I think the preference file you need from your account's Library/Preferences 
folder is "com.apple.mail.plist" (without the quotes).  Usually either this 
file and maybe a "com.apple.mail.plist.locked" folder is present. (If your mail 
is "locked" you won't be able to open it, so try deleting that folder).  When 
you created a new Mail with your fresh install, a default com.apple.mail.plist 
file was created with none of your old information, so you want to replace this.

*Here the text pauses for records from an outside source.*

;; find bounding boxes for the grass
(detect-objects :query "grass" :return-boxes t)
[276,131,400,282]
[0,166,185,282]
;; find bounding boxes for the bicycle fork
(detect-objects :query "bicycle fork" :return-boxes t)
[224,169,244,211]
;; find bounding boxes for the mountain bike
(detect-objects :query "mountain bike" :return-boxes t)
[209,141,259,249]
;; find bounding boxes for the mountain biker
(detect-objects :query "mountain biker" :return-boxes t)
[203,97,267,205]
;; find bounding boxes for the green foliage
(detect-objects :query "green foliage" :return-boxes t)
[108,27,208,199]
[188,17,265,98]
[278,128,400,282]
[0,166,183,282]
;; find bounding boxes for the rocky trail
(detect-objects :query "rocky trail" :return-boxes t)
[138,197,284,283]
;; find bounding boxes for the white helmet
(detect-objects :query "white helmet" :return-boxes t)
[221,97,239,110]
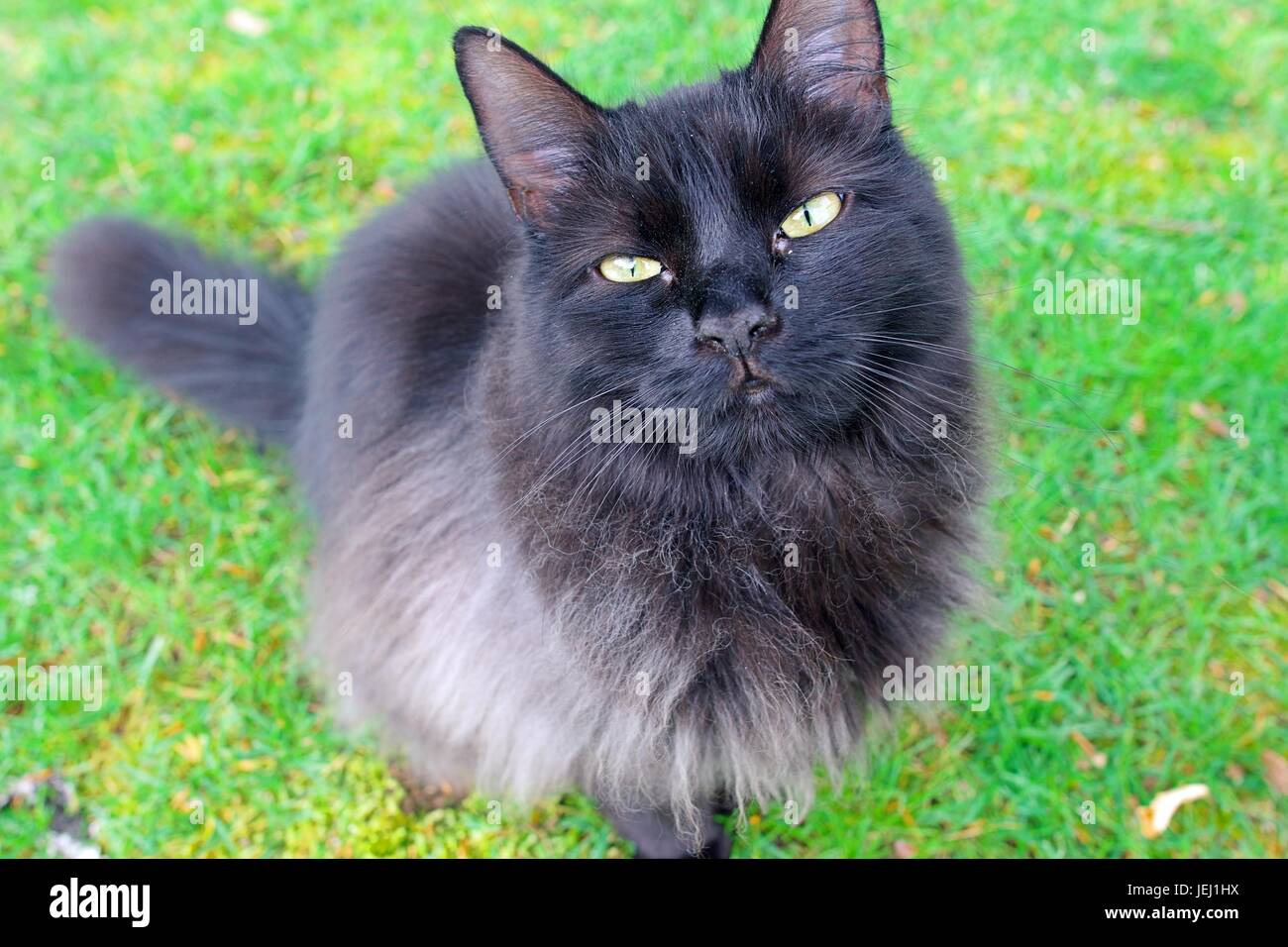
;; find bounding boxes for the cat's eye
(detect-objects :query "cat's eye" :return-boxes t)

I would first try making sure that the Library/Preferences folder for your 
account is back in place.  You'll need to use the Command-Shift-G "Go to 
Folder" shortcut in Finder to navigate to your libraries, since by default your 
top level Libraries are hidden, then type or paste in the location you want to 
move to.  You can either first use Command-Shift-H to move to your home 
directory, and then type in "Library" slash "Preferences" with no leading 
characters, or you can type in tilde, slash, "Library", slash "Preferences" 
into the "Go to folder" text box dialog window to move to this library under 
your user account from any location. (I'm typing out the characters "tilde" and 
"slash" so you don't have to read character by character; the same principles 
apply to all the other folders mentioned above -- "tilde" "slash" with no 
spaces between is synonymous to your user account's home directory, as though 
I'd typed "/Users/danny/", if that's your user account name.)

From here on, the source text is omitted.